The personal cost of commuting to Toronto
CBC Toronto's Gridlock City series continues this week, looking at the challenges the city faces as it works to improve transit and ease congestion on our highways. In this second installment, reporter Steven D'Souza looks at the effect that commutes can have on family life.
For more on this story:
Read and watch stories from CBC Toronto's special series looking at the challenges facing GTA commuters.
Jan. 15: Traffic forced commuter to move, but not from his car
Jan. 16: Programming an easier commute
Jan. 17: One way to solve congestion?
Three hours a day, 15 hours a week, 60 hours a month, over 700 hours a year.
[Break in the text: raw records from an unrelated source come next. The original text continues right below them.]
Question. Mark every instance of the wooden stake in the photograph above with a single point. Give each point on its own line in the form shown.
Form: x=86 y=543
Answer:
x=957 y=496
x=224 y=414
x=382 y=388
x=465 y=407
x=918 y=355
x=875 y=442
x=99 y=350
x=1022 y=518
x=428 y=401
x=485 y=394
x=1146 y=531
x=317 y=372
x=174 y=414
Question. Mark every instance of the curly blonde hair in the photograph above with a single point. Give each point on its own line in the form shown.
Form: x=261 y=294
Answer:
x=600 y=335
Sian Gibson has done the math on her commute and it doesn't add up.
"I'm spending 30 days commuting a year, and it's absurd, it's just silly," she says sitting on the GO Train on her way in to work from her home in Whitby, Ont.
She's been assessing her commute ever since she moved to the suburbs three years ago. The mother of two used to live in Toronto's Beach neighbourhood, but the family sold their home for the space and sense of community offered in Durham region.
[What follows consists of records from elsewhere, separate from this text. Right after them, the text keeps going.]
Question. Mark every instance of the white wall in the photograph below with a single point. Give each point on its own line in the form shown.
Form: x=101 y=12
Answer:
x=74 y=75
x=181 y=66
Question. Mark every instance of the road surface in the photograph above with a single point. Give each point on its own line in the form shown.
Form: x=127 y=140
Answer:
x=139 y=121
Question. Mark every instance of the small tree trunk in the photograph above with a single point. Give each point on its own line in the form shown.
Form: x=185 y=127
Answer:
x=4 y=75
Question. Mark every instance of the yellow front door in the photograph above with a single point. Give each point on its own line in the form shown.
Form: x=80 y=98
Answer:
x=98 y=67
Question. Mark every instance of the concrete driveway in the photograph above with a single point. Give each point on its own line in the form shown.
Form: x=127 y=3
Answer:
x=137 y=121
It's a choice she's constantly learning to live with.
"This was a choice my husband and I made and we have to figure out how to make it work."
She used to be a stay-at-home mom, raising her two sons. But two years ago she decided to go back to work in Toronto.
Gibson now has a lot of time to think things over. Her commute totals three hours a day, a multi-modal trek from Whitby to Toronto’s Yonge and Eglinton area. It includes a drive to the GO Station, the train ride in, and finally a stretch on the subway.
The commute takes its toll on her family life. On weekdays she's not around to help with homework or make family dinners.
"You don't have a live-life balance and you wonder, you question a lot of things."
'Quality of life' issue
It's parents like Gibson that Ryan Sim was thinking about when he created the Redeem the Commute app.
Sim is an Anglican pastor tasked with setting up a new church in Durham region. While researching the needs in the area, people he spoke with talked repeatedly about the impact of commuting on family life.
"They felt they had very little time at home and it was really just impacting their quality of life," says Sim, an entrepreneur who also studied as an engineering physicist.
The mobile app and website allows commuters to take parenting, marriage and spiritual courses. The courses take about 10 minutes each.
"The time on the train, or on the bus, or in the car is a little tiny bit of down time in a very busy lifestyle when people can pause [and] think about bigger questions of life and we wanted to help people really redeem what feels like wasted time," he says.
In two months, the app has been downloaded 400 times. There's an audio version for drivers and a video version for people on trains or buses.
For Gibson, redeeming her own commute means sometimes missing a train to spend an extra moment with her sons.
She recalls a time last month when her 10-year-old came running to her just as she was about to head out the door.
"He climbs on my lap and says: 'Mommy I miss you, and I don't want you to go to work today,'" she recalls.
Faced with missing the train and a long drive to work, she chose to savour the moment.
"Those cuddles are few and far between — especially with a boy — so I chose to do the cuddle and I missed the train. But it was totally worth it."